“你家里的人……他们似乎都很喜欢我。”
萧酌清笑了。
“是呀。”他说。“他们相信我的眼光,自然,也相信你的真心。”
“我会让他们放心的。”
凤元羲转过身来,捧起萧酌清的脸,很认真地对他说。
“旨意我已经拟好了,就在魏泉手里。一会儿我就把它给你,连同我的佩剑一起。”
他郑重地对萧酌清说。
“我会让他们放心的。若我敢辜负你,你拿着这道旨意,随时都能杀了……”
“我”字没能说出,他的嘴被萧酌清捂住了。
“避谶。”萧酌清面露责怪。“大过年的,乱说什么?”
凤元羲被他捂着嘴,没法说话,只能垂眼看着他。
萧酌清的神色和他同样认真。
“我家里的所有人和我一样,他们都明白你的身份代表着什么,也明白攀附君王是何等的危险。”
萧酌清抬头看着他。
“他们相信我,一如我相信你。我不需要那些外物的保障让我不必害怕,我只要明白我自己的心,那就没有任何结果足以让我畏惧。
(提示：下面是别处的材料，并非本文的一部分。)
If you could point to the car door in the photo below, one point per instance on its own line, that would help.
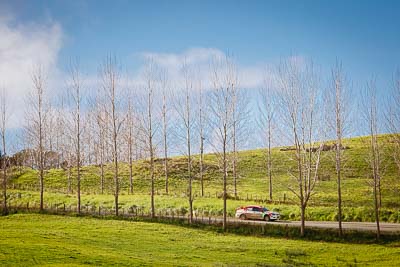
(258, 213)
(253, 213)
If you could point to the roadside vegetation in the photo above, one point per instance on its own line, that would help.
(59, 240)
(252, 187)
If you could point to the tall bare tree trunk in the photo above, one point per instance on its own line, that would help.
(76, 85)
(110, 80)
(3, 125)
(164, 115)
(201, 161)
(151, 150)
(371, 110)
(37, 124)
(269, 161)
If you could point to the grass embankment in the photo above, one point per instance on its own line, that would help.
(252, 185)
(57, 240)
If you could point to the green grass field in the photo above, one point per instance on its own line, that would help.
(252, 186)
(73, 241)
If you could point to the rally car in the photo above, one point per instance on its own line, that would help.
(256, 213)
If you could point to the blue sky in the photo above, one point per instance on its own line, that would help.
(364, 35)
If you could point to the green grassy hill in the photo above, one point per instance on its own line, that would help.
(252, 186)
(74, 241)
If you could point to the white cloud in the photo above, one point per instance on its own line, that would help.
(22, 46)
(250, 77)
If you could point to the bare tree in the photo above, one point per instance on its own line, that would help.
(374, 157)
(36, 118)
(4, 156)
(148, 127)
(101, 129)
(393, 118)
(201, 124)
(338, 117)
(221, 105)
(130, 140)
(239, 119)
(267, 113)
(299, 106)
(110, 79)
(75, 86)
(164, 85)
(183, 108)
”
他一字字、清晰地对凤元羲说道。
“凤元羲,愿意承担任何后果,也是我爱你的其中一部分。”
他说。
“所以,这把剑,我从来都不需要。”
第132章
这天夜里,凤元羲还是固执地把自己的佩剑放在了萧酌清的卧房里。
连带一份亲笔的密旨,是凤元羲早就写好了的。
“这把剑是太祖开国的御剑,拿这把剑来斩昏君,朝野上下没人敢多说一个字。”
凤元羲一边将它塞在萧酌清房里,一边说。
“……密旨你什么时候写的?”
萧酌清刚看过那份生死状一样的圣旨,正头疼着,现在也懒得管凤元羲要做什么,坐在榻上一边揉额头,一边问道。
“出宫之前其实就写好了。”凤元羲说。
“我猜你跟我在一起,你家里人一定会怕,所以我写了这个,原本想拿它来安他们的心。”
说到这儿,凤元羲竟有些失望似的。
“可惜刚才没有机会给他们。”
萧酌清按着额头:“……你刚才幸好没有拿出来。”
他爹娘叔伯原本不害怕的。可若看到这份金封御笔、上书皇帝如何一厢情愿纠缠臣僚、又如何保证如若有负、甘愿领死之类的昏话,只怕真要吓得吃不下饭了。